Once again I think it's marketing. The gap between the meter-bridge boards and non-meter bridge is around $2k or so ... with the exception of Behringer which sells the MX9000 for $1500 retail (and under $1k street price). The mfgs probably don't want to cannibalize on the sales of their higher end consoles by offering too many fancy features on the low end boards.


museav said:


> I doubt that's practical. A 10 or 12 segment green/yellow/red bargraph and driver IC alone may be closer to 3 to 4 times that. Then you need a power supply, housing, scaling resistors, etc.


Earlier in this thread I noted a 10-segment LED bargraph PCB unit for $2.50 ... they're not expensive. I should be able to piece together a 16 channel meter bridge by myself for well under $100 (maybe even under $50).


----------



## EXQEX9 (Jul 20, 2008)

So...Hows it going? Good? Good.

Oh, hey...whats a meter-bridge?

>.>


----------



## jkowtko (Jul 21, 2008)

I just checked the input voltage ranges of the $2.50 10-segment bargraph I mentioned above, and it looks like it will work with the standard +4dBu line output voltage (the PCB has pots to calibrate min and max signal voltage). The PCB can be powered from 5-15v, so most AC adapters will work here.

So, give me a couple weeks to get some parts and solder it up (starting with one channel) and I'll let you know ...

Either that, or I have the opportunity to buy a 32 channel Soundcraft Ghost with mute automation and full meter bridge, locally for $3k ... is that a bargain I can't pass up?


----------



## museav (Jul 21, 2008)

jkowtko said:


> Earlier in this thread I noted a 10-segment LED bargraph PCB unit for $2.50 ... they're not expensive. I should be able to piece together a 16 channel meter bridge by myself for well under $100 (maybe even under $50).


The linked desciption on e-BAY states the following:

> You are purchasing a Made-in-Canada Onstate Technologies multi-purpose LED bargraph meter PCB to make your own 10-segment LED meter.




> Available Model
> 
> PCB-BMBM: Bargraph Meter PCB, no parts. All electronic parts to populate the PCB are available from Digi-Key. Enclosures and connectors available from Digi-Key. Completed models with display and parts available.
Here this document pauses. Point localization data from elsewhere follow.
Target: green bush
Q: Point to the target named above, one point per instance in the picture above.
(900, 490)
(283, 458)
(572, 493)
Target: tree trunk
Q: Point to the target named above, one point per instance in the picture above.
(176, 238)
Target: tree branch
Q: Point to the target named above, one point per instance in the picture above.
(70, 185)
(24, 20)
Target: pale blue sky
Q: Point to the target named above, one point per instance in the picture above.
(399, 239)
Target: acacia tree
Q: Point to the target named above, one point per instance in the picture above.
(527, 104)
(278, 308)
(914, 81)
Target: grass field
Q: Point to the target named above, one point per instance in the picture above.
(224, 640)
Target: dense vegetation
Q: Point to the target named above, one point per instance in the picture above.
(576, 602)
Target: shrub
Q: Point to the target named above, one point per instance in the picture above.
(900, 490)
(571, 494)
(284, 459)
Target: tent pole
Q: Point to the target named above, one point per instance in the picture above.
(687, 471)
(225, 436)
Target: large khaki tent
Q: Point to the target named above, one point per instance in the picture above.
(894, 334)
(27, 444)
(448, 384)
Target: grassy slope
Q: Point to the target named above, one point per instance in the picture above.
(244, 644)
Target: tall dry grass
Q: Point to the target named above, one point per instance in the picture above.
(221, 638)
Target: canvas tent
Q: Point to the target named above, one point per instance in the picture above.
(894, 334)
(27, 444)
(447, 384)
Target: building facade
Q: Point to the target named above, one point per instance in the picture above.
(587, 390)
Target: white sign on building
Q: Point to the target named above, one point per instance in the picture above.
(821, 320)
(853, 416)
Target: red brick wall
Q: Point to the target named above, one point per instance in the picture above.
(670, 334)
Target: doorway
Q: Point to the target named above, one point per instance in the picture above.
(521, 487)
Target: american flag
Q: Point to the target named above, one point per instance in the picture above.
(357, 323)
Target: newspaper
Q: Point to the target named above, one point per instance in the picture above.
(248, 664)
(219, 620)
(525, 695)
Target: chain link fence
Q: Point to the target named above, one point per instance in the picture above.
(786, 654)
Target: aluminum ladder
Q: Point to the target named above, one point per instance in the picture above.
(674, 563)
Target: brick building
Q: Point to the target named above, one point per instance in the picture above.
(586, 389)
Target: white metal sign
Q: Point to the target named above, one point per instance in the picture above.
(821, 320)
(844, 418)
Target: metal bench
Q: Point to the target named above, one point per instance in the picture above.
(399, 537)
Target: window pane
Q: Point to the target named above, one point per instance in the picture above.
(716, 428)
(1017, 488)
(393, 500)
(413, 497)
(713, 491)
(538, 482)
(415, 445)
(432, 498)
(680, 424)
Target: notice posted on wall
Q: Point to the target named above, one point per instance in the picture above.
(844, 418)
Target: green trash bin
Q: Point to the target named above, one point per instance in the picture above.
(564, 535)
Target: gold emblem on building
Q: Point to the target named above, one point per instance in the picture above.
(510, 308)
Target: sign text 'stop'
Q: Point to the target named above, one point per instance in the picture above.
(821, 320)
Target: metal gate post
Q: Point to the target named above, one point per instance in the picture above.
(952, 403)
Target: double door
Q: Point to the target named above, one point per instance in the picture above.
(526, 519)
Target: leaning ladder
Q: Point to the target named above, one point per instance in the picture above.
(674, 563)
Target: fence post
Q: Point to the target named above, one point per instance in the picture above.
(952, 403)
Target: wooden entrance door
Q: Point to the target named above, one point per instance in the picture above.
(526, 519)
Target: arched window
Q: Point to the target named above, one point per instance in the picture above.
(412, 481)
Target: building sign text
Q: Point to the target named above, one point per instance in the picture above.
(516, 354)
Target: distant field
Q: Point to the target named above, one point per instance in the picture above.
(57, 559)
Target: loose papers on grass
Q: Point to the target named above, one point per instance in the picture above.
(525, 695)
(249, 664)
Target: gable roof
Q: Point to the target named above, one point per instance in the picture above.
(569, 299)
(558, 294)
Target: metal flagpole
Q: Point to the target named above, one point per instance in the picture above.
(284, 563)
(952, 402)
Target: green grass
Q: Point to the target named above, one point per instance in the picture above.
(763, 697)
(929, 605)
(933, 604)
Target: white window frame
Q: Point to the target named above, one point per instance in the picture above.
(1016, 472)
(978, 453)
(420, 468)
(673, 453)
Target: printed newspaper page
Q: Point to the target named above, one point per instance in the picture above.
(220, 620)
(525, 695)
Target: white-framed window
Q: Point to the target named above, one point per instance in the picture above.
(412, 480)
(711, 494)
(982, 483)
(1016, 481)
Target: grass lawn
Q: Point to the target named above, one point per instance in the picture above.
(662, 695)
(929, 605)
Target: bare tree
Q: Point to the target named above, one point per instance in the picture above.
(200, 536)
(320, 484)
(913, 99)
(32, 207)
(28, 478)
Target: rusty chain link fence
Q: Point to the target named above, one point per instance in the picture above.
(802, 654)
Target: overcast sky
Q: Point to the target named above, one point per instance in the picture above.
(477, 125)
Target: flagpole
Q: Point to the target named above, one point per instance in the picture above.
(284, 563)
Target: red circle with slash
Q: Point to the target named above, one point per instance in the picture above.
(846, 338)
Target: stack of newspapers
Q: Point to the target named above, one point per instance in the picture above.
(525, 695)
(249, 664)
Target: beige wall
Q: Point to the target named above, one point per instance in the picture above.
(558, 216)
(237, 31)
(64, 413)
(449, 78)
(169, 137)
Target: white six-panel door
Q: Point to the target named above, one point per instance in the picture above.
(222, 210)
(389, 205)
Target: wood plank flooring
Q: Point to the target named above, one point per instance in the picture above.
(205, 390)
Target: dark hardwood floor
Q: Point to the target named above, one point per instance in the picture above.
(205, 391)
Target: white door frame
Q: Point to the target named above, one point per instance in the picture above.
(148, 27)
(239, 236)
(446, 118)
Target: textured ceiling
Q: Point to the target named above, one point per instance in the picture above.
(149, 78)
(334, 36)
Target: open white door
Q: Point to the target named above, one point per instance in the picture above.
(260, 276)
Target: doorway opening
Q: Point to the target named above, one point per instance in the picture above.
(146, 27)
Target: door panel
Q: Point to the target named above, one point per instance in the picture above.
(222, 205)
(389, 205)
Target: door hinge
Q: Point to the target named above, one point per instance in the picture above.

> PCB designed to be used with LM3914/LM3915/LM3916


Based on this text and the picture shown, I believe what is being offered for $2.50 is simply the bare PCB board. According to the schematic you would then need 3 capacitors, 5 fixed resistors, 3 potentiometers, the LM3914 IC driver, the 10 segment bargraph, a light sensor and a switch in order to build the circuit. Also note that the intended use for that device is measuring DC voltages and the LM3914 is a linear, not logarithmic, scale.


----------



## waynehoskins (Jul 21, 2008)

The linear scale is probably the worst part.

For me, the four-bar idiot lights are sufficient. If I need to see something more detailed, I'll PFL it. But that's just me.


----------



## jkowtko (Jul 21, 2008)

Rats. Should have read it more closely ... 

So I'm going to look real hard at larger format boards with meter bridges. I'll start another post ...

Thanks. John


----------